Let the emissions trading scheme do the work

Dr Eric Crampton
The Dominion Post
7 March, 2022

The latest survey of New Zealand economists provides a clear steer for climate policy.

Rather than use policies like fuel economy standards for imported vehicles, which target emissions already covered by the Emissions Trading Scheme’s cap on net emissions, the government should simply tighten the cap more quickly.

If other market failures make it harder for firms and households to adjust to rising carbon prices, additional policies should address those problems directly.

And if rising carbon prices hurt poorer households, the government should compensate households through a carbon dividend rather than try to target emission reductions sector-by-sector.

Last year, the New Zealand Association of Economists (NZAE) and the New Zealand Initiative set an Economic Experts Panel to answer questions about economic policy. Distinguished Fellows of the NZAE, along with Association Life Members and Past Presidents, and NZIER Economist of the Year award winners, were invited to join the panel.

We released the first round of survey results last month. Our surveyed economists agreed that rent control does not improve the availability and affordability of rental housing in places that have implemented it; that more high-skilled migration would make the average Kiwi better off; and, that governments cannot finance as much real government spending as they want by just printing more money.

None of those statements are at all controversial among economists but are too often at odds with Wellington policy officials.

This month, we asked about climate policy.

New Zealand’s Emissions Trading Scheme (ETS) has improved considerably over the past few years. Through the 2010s, the ETS was a lot more like a low carbon tax set at $20 per tonne. Now that there is a real and declining cap on net emissions, the price of carbon has risen to $80 per tonne. The carbon charge in a litre of petrol rose accordingly, from about $0.05 to about $0.20.

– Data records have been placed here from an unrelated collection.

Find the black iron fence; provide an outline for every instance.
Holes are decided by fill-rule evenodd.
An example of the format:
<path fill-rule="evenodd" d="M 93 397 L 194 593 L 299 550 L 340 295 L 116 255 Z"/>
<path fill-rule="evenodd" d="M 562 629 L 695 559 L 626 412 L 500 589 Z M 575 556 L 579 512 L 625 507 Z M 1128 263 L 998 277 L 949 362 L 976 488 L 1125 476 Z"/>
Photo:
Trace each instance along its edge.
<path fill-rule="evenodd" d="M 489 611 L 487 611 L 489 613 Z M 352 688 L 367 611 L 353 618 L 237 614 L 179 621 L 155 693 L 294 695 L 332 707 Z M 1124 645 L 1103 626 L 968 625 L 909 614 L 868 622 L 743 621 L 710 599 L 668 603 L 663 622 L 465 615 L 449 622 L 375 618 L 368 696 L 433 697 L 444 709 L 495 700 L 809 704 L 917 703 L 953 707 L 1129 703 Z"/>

A lot of Wellington officials support adding policies on top of the ETS. They argue that doing so can force emissions to reduce more quickly.

But when policies target sectors covered by the ETS and those sectors purchase fewer carbon permits, more permits are left for others to buy instead.

And while it is true that the government could take that opportunity to cut the ETS cap more quickly, it could cut the ETS cap more quickly and at less cost to the country as a whole without regulating fuel economy.

We asked whether our expert panel agreed or disagreed with the following proposition: “Tightening the Emissions Trading Scheme’s cap on net emissions would be a less expensive way to reduce carbon-dioxide emissions than a collection of policies, such as fuel economy standards for imported vehicles, that target emissions already covered by the ETS.”

Thirty-one percent strongly agreed with the proposition, fifty-four percent agreed, and the rest were either uncertain or had no opinion. No surveyed economist disagreed.

But that hardly means that economists see no role for complementary policies. Complementary policies can have an important role to play if there are complementary problems to solve.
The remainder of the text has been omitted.